38. altri uomini
allora, cosa ti ha detto di me il tuo nuovo amico?, chiede l’uomo. lei sorride. dice che sembri vecchio, risponde, e così dicendo allunga una mano sulla guancia dell’uomo, l’accarezza. il gesto rende inutile la domanda successiva dell’uomo, che però non riesce a trattenersi: siete già a questo grado di complicità? lui può già permettersi con te di sbilanciarsi in giudizi cretini su tuo marito?
la donna pensa di avere un disperato bisogno di amicizie, amicizie nuove, che siano aria fresca, in fondo, anche per la sua relazione con suo marito; e sa bene di non poter fare neppure a meno dell’uomo che adesso è dentro di lei, e che sta per finire la sua corsa sui suoi seni e sulla sua pancia. in tutto, nella vita di questa donna, ci sono tre uomini; tre uomini le cui vite scorrono separate, in fondo serene, alimentate l’una, inconsapevole, dall’altra, e dall’altra ancora.
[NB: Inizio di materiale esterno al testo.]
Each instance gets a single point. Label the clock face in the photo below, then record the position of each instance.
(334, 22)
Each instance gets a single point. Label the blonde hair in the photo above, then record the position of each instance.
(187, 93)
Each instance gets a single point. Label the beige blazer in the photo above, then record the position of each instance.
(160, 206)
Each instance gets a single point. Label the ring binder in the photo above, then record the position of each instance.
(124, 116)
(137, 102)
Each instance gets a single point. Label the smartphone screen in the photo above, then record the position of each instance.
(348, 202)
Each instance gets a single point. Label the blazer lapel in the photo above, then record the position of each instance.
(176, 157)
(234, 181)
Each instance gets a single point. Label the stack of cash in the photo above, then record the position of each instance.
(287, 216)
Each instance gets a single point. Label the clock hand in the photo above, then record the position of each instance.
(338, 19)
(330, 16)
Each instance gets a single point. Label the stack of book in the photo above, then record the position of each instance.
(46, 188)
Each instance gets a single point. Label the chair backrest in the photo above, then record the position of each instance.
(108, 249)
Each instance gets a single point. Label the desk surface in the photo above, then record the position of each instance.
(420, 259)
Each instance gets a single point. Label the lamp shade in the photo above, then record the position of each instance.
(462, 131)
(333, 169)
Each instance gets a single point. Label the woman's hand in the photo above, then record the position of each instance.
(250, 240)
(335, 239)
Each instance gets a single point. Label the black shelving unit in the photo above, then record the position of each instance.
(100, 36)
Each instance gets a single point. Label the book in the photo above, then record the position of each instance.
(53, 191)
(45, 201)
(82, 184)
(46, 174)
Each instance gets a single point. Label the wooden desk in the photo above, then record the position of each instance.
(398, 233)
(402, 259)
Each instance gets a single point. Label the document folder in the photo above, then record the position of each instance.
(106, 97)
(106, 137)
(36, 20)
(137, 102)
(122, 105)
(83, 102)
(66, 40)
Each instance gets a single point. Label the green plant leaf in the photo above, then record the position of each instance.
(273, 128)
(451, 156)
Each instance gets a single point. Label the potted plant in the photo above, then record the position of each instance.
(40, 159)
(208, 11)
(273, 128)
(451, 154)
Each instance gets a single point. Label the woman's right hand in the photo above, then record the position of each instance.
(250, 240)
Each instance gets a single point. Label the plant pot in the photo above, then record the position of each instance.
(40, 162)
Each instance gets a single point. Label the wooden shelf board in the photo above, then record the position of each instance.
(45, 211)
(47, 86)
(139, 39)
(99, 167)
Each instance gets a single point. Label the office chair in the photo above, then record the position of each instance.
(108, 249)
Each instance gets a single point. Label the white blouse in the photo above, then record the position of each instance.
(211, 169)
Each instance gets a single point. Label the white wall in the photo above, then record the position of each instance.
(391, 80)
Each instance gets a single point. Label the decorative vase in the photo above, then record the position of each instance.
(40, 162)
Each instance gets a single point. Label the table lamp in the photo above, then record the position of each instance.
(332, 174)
è solo un amico, risponde lei. per un attimo non sa bene con chi sta parlando: di colpo i suoi occhi tornano sulla fotografia che l’uomo le sta mostrando; nella foto c’è lei, sullo sfondo un lago immenso e, dietro il lago, una montagna. la donna non riesce a ricordare quando ci è stata, e con chi.
nessuno dei tre uomini ha mai pensato che la donna sia mai stata a letto con più di uno di loro nello stesso giorno; e cioè che abbia lasciato qualcosa di qualcuno di loro a un altro, come una porta dimensionale per altre vite; nessuno di loro ha mai posto la domanda giusta alla donna.
sì, sì, sono qui, scusami, mi sono distratta un attimo, dice la donna. l’uomo, forse suo marito, è sulla difensiva, l’aria di chi potrebbe attaccare da un momento all’altro. stavo solo sbadigliando, si scusa la donna, prima di girarsi dall’altra parte.